23/07/2013 by admin | Endocrine
  1. p/c:
    1. o Circumoral tingling and paraesthesia of hands and feet, tetany, especially in muscles supplied by long nerves and seizures
    2. o Chvostek’s sign = tap facial nerve just anterior to ear causing brief facial muscle contraction
    3. o Trousseau’s sign = inflation of BP cuff (3 mins) causing carpopedal spasm
    4. o Chronic hypocalcaemia results in basal ganglia calcification and cataracts.
  2. Aetiology:
    1. o Generally rare
  3. Secondary hyperparathyroidism is most common cause of hypocalcaemia, occurring in acute or chronic renal failure
    1. o Failure of renal Vit D hydroxylation, together with phosphate retention, depress serum calcium, stimulating PTH release in an attempt to normlaize calcium. This results in osteoclast activation, cysts formation, bone marrow fibrosis (osteitis fibrosa cystica), which together with aluminium toxicity contribute to renal bone disease.

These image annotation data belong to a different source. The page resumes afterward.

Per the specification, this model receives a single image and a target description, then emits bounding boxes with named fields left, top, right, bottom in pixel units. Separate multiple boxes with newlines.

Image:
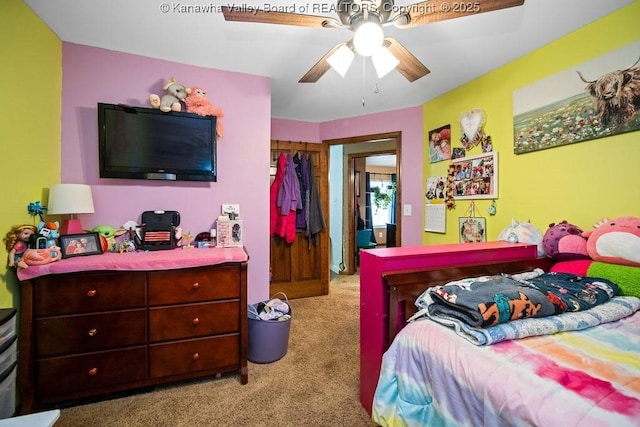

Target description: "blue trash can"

left=247, top=301, right=291, bottom=363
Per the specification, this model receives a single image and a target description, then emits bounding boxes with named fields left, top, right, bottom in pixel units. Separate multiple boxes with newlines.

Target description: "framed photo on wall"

left=59, top=233, right=102, bottom=258
left=458, top=217, right=487, bottom=243
left=450, top=151, right=498, bottom=200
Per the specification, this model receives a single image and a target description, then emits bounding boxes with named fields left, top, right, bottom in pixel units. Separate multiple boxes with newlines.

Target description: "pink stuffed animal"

left=184, top=87, right=224, bottom=138
left=583, top=216, right=640, bottom=267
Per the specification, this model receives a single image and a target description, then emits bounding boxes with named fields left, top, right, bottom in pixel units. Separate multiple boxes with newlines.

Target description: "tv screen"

left=98, top=103, right=216, bottom=182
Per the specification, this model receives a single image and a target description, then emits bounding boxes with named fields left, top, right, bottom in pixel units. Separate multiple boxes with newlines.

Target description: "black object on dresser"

left=18, top=261, right=248, bottom=414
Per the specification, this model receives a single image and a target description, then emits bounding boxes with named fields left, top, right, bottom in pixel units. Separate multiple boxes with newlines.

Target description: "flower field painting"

left=513, top=42, right=640, bottom=154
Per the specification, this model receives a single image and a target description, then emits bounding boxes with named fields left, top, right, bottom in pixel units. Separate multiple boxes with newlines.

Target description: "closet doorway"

left=269, top=141, right=329, bottom=298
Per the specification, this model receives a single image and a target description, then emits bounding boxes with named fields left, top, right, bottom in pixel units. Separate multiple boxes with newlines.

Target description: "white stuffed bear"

left=149, top=77, right=191, bottom=113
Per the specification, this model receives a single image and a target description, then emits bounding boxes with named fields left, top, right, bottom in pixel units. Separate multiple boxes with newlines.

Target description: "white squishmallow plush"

left=498, top=218, right=544, bottom=257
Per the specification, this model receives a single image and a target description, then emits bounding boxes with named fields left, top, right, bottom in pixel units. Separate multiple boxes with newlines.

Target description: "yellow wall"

left=422, top=1, right=640, bottom=244
left=0, top=0, right=62, bottom=307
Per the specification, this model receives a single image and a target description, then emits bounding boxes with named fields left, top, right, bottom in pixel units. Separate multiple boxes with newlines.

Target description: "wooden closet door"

left=270, top=141, right=329, bottom=298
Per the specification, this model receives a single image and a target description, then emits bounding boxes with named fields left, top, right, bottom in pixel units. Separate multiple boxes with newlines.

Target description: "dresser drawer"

left=36, top=308, right=147, bottom=357
left=34, top=272, right=146, bottom=316
left=148, top=265, right=240, bottom=305
left=149, top=334, right=240, bottom=378
left=149, top=301, right=240, bottom=342
left=36, top=346, right=147, bottom=397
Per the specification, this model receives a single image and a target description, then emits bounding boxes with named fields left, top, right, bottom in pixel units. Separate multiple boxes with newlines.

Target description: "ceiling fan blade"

left=298, top=43, right=347, bottom=83
left=222, top=6, right=343, bottom=28
left=394, top=0, right=524, bottom=28
left=384, top=37, right=431, bottom=82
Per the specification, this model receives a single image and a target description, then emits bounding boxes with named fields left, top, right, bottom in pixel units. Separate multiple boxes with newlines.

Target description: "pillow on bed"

left=588, top=261, right=640, bottom=298
left=550, top=260, right=640, bottom=298
left=550, top=259, right=593, bottom=276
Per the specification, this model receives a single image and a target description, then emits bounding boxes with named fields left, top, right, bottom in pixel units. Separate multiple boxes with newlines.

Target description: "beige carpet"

left=56, top=275, right=372, bottom=427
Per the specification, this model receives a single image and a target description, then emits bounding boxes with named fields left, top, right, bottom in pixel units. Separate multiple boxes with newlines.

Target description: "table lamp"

left=47, top=184, right=95, bottom=235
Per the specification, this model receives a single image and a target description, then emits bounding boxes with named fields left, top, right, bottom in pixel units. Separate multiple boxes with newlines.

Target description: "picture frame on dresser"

left=59, top=232, right=102, bottom=258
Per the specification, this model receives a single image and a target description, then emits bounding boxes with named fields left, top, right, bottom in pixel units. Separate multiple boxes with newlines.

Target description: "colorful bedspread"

left=422, top=297, right=640, bottom=345
left=372, top=312, right=640, bottom=426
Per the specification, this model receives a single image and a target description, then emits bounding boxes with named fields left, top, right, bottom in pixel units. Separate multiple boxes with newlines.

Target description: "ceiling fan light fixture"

left=353, top=21, right=384, bottom=56
left=327, top=44, right=355, bottom=77
left=371, top=46, right=400, bottom=79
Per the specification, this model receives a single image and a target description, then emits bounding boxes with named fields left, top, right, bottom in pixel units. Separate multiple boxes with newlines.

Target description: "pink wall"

left=60, top=43, right=271, bottom=302
left=271, top=119, right=322, bottom=142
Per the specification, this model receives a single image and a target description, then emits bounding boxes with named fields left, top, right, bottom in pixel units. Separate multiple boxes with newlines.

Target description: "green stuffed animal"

left=91, top=225, right=127, bottom=252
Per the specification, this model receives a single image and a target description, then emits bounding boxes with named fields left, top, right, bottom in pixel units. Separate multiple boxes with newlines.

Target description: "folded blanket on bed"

left=416, top=269, right=618, bottom=327
left=424, top=296, right=640, bottom=346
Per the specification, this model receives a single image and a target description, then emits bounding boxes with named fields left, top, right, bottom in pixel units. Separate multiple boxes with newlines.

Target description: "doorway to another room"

left=324, top=132, right=402, bottom=274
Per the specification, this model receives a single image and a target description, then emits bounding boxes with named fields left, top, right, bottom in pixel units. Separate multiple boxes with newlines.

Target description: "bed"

left=372, top=259, right=640, bottom=426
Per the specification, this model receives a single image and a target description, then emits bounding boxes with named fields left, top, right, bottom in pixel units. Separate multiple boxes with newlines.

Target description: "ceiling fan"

left=222, top=0, right=524, bottom=83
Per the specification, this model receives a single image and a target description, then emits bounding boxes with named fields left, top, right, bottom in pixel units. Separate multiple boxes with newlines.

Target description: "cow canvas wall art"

left=513, top=41, right=640, bottom=154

    2. o XR = classical findings in hands, skull (‘pepper pot’), spine (‘rugger jersey’)
    3. o ECG: prolonged QT interval
    4. o Diagnosis is obvious from creatinine and phosphate levels
    5. o Tx: vit D and phosphate binders. If secondary hyperparathyroidism is untreated – parathyroid gland hyperplasia leads to autonomous production of PTH = ‘tertiary hyperparathyroidism’ with frank hypercalcaemia
  4. Post thyroid/parathyroid surgery: transient hypocalcaemia may occur
  5. Idiopathic autoimmune parathyroid failure: rare, parathyroid antibodies are found, other autoimmune conditions may exist
  6. Osteomalacia: resulting from inadequate active vit D, asscoaited low calcium levels. May be compounded by dietary calcium deficiency or relate to malabsorption.
  7. Tx of hypocalcaemia:
    1. o Acute symptoms: (Ca <1.9mmol/L) = IV bolus of 10% calcium gluconate 10-20mL with ECG monitoring followed by IV infusion if necessary. Oral calcium and Vit D asap. IV magnesium sulphate may be required
  1. o Chronic disease: vit D metabolites (calcitrol or alphacalcitrol) or oral calcium.